There was also an early funding signal. Short-term credit increased, partly because of NIS 86 million of net short-term loans at Tzemach Hammerman. This is not group-level financing stress: the group ended the quarter with about NIS 4 billion of cash and cash equivalents and about NIS 39.9 billion of unencumbered assets. Still, the mechanism changed. In residential development, new inventory is not secure future NOI. It is capital that has to come back through sales, deliveries, and collection.
Sales pace improved, but sales quality still needs proof
The positive part of the test is that sales momentum did not disappear after the acquisition. Tzemach Hammerman sold 87 units in January to March 2026, compared with 41 units in the comparable quarter, and another 18 units from April 1 to shortly before publication. In monetary terms, total sales in January to March increased to NIS 150.2 million, compared with NIS 95.9 million in the comparable quarter.
But pace is not enough.
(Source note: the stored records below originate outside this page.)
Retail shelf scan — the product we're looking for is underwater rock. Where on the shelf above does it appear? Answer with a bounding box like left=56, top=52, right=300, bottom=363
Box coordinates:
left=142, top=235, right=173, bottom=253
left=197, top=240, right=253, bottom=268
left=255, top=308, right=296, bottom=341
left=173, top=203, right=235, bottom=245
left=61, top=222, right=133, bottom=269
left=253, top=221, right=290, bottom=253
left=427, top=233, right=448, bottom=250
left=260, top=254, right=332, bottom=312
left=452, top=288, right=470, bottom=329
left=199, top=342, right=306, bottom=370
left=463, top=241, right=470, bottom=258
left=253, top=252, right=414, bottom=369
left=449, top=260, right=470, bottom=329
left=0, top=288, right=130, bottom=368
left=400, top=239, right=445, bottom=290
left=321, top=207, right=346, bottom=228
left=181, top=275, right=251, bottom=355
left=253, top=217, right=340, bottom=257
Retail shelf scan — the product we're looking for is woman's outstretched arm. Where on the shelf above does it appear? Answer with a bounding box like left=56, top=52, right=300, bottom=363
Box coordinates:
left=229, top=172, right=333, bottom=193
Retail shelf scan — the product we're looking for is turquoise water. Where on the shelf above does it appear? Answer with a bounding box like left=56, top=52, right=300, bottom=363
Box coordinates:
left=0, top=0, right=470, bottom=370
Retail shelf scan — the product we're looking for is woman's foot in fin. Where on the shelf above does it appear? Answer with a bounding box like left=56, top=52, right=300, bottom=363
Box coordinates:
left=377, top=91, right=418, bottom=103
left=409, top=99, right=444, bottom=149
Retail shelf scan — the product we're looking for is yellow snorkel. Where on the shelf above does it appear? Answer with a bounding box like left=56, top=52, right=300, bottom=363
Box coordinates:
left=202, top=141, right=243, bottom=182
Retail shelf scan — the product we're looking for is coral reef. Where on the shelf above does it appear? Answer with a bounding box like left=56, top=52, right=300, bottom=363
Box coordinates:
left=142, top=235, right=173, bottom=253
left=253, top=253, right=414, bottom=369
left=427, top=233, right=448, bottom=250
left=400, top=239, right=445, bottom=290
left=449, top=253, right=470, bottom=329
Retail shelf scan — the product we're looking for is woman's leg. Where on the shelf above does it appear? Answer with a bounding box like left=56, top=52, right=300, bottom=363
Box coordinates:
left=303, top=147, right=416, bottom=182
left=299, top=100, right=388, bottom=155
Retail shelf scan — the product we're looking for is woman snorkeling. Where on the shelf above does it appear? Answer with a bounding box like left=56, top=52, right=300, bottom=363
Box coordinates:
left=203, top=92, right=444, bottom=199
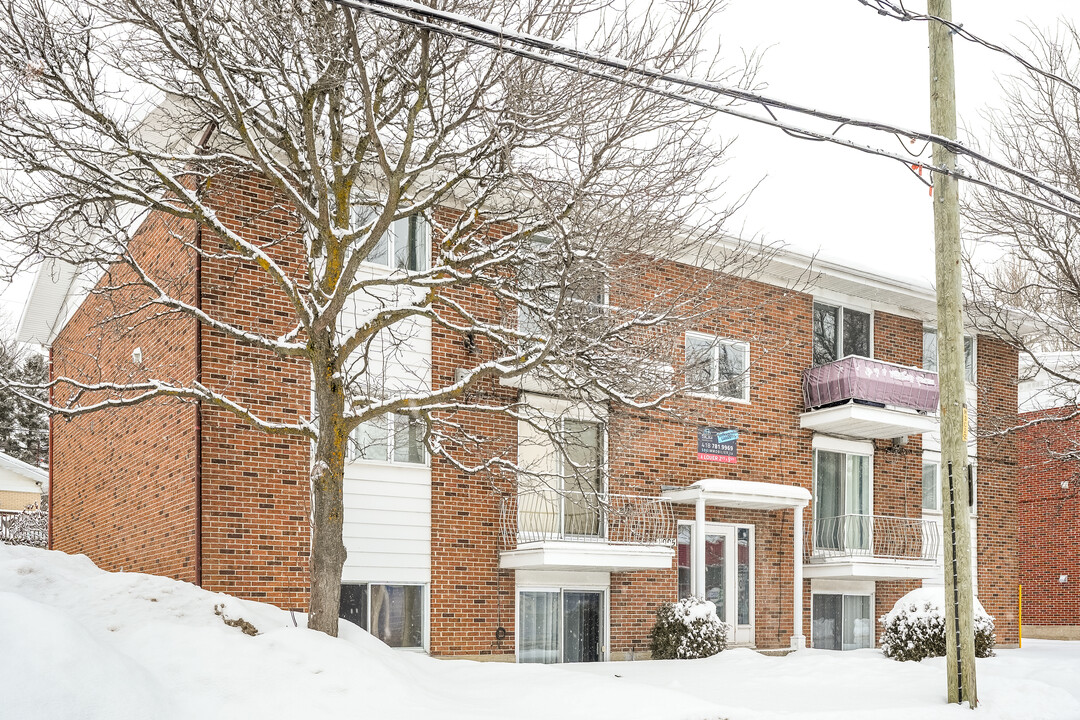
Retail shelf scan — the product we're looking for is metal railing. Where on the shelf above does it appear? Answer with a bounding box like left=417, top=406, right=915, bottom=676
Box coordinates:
left=0, top=511, right=49, bottom=547
left=499, top=488, right=676, bottom=549
left=806, top=515, right=941, bottom=562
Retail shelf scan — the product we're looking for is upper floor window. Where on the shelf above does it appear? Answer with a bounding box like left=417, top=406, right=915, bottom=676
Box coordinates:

The average unit price fell to NIS 1.727 million from NIS 2.339 million in the comparable quarter, and the company attributes the average price mainly to the mix of apartments sold during the period. There is no direct evidence here of unusual concessions or weaker demand, but there is a clear yellow flag: for residential sales to strengthen the group rather than merely expand its balance sheet, sales need to arrive with profitability and collection.
That is also why NIS 10 million of segment profit on NIS 134 million of revenue should stay in proportion. In a quarter where land and inventory pulled hundreds of millions of shekels out of operating cash flow, a small accounting profit is not enough to prove that the acquisition is already creating accessible value. It proves the activity is present in the income statement. The cash test is still ahead.
The next quarters decide whether this is an engine or capital consumption
The current conclusion is clear: Tzemach Hammerman is already changing group cash flow, but it has not yet proven that it improves it. The group can absorb the interim period because of high liquidity, unencumbered assets, and a strong rating, so this is not a near-term financing pressure story. The issue is different: the group added an activity where much of the value comes after the cash has already gone into land, development, and inventory. In the next reports, the evidence needs to show whether 87 quarterly unit sales become a recurring sales pace, whether the average price and gross margin stay reasonable, and whether the new land inventory starts rolling into collection rather than widening the working-capital gap. That will separate a growth engine that expands the group from an activity that brings a less comfortable cash cycle into an income-producing real estate group.